Among these mountains and quaint villages are the rare Shikizakura cherry trees that bloom twice a year, in spring and autumn.
These extraordinary cherry trees have become quite an attraction, particularly as their autumnal bloom coincides with the rich colors of fall.
The area features hot springs, traditional sake breweries and historical spots, such as Matsudaira-go, the birthplace of the Matsudaira clan, ancestors of the warlord and Shogun, Tokugawa Ieyasu, who brought an unprecedented 260 years of peace to feudal Japan. Enjoy the many facets of Toyota City, including its long history, beautiful nature, and powerful industry.

Interview with;
Mr. Yasumichi Mori, Cultural Property Manager, Toyota City


Mr.

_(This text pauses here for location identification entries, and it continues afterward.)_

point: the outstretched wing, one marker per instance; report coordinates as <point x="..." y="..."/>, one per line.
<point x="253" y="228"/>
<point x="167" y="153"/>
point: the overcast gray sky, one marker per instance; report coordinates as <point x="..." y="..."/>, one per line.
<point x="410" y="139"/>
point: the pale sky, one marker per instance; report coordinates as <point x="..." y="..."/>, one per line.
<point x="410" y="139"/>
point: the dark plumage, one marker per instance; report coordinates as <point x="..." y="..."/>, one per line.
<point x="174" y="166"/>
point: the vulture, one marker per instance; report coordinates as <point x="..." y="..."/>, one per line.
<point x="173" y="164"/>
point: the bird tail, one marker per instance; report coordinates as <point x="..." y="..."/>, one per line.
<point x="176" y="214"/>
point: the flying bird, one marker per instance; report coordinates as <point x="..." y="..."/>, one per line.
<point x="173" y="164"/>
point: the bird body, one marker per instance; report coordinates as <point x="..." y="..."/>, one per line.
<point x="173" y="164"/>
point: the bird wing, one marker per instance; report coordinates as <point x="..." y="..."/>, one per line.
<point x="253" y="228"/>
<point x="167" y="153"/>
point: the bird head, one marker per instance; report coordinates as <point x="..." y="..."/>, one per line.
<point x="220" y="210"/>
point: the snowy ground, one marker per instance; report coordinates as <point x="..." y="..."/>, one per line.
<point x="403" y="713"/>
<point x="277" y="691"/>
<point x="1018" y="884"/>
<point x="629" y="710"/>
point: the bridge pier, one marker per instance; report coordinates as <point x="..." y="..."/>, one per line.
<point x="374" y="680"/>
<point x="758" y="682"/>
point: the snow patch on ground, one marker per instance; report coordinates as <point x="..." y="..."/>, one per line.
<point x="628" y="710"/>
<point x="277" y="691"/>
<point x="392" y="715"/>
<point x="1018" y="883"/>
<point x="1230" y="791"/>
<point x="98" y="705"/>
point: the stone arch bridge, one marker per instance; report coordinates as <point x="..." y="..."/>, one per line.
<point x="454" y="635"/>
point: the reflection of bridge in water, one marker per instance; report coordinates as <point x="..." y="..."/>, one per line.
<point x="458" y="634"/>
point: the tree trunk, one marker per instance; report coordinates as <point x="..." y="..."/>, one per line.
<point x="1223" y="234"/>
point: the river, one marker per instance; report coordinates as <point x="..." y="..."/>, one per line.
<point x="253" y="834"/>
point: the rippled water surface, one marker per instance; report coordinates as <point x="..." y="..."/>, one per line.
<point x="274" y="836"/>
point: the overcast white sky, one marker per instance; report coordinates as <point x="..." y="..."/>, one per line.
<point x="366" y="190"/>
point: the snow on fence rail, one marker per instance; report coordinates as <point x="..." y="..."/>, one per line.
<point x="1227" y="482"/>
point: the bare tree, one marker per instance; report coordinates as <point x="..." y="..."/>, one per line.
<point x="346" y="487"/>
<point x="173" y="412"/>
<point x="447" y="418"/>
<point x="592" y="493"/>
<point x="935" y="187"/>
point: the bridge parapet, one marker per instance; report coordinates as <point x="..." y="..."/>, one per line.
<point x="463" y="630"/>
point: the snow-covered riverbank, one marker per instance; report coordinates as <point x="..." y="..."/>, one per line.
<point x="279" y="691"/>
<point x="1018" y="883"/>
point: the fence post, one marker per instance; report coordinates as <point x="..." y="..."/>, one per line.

Iwao Shibata, former president of the Obara Cherry Blossom Protection Society

I heard that cherry blossoms, which are associated with spring, can be enjoyed together with the autumn leaves here in Obara.

That's right. The rare cherry blossoms here are called Shikizakura, and they bloom twice a year, in spring and autumn. They’re not as ornate as the usual Somei-yoshino cherry trees, but the flowers are small and pretty.
The best time to enjoy the Shikizakura cherry blossoms is from early to late November when the cherry blossom contrasts beautifully with the red maple trees. It really is most attractive. There are more than 10,000 Shikizakura cherry trees in the Obara area. They are beautiful up close, and from a distance they look like paintings.

Why is it that Obara has these special Shikizakura cherry trees?

The Shikizakura cherry trees in the Obara area were planted over the years by the local people. It’s a work of art that has been created over the years. The idea of creating this particular landscape came from me. The mountain where the Shikizakura cherry trees are now best enjoyed was an ordinary mountain about 20 years ago. With the cooperation of the landowner, we cleared the mountain and created a landscape where the Shikizakura cherry trees bloom. Also, the local Obara Junior High School gives a sapling to each student upon graduation, and the saplings are planted in the gardens of the graduates' homes, and so they bloom here and there.

So it’s thanks to the local people’s efforts that we can enjoy this wonderful scenery?

Yes. As well tree planting, the locals are united in working together to take care of the trees. It is a source of pride within the town. I am grateful for that.

The Obara Shikizakura Cherry Blossom Festival is held annually, right?

Yes, and every year it becomes more crowded. There are food stalls selling local delicacies such as gohei-mochi rice cakes, locally caught salted grilled ayu sweetfish, zenzai (sweet red bean soup), and sweet sake. Recently, "Ohka", a ginjo saké made with yeast from the flowers of the Shikizakura Cherry Blossom has been sold at local sake stores. Ohka is known for its mellow fruity taste and a hint of acidity. There’s a Japanese saying that "dumplings are better than flowers," but at the festival, you can enjoy the flowering Shikizakura cherry and delicious local foods together.

Obara, has various facilities where you can experience traditional Japanese culture, right?

That’s’ right, you can experience making traditional washi paper, at the Toyota City Obara Washi no Furusato, which is popular with people from overseas. Shikizakura cherry blossoms bloom on the grounds in autumn, and in the spring, mitsumata plants, the raw material for Japanese paper, also bloom. Another attractive place is the Senmi Yakushi-ji Buddhist Temple, with a statue of the deity, Yakushi Nyorai carved in the mid 16th century. You have to climb 163 steps to get to the main hall which is quite a challenge, but the cherry trees blooming on both sides of the steps and the mountain village seen from the temple grounds is spectacular.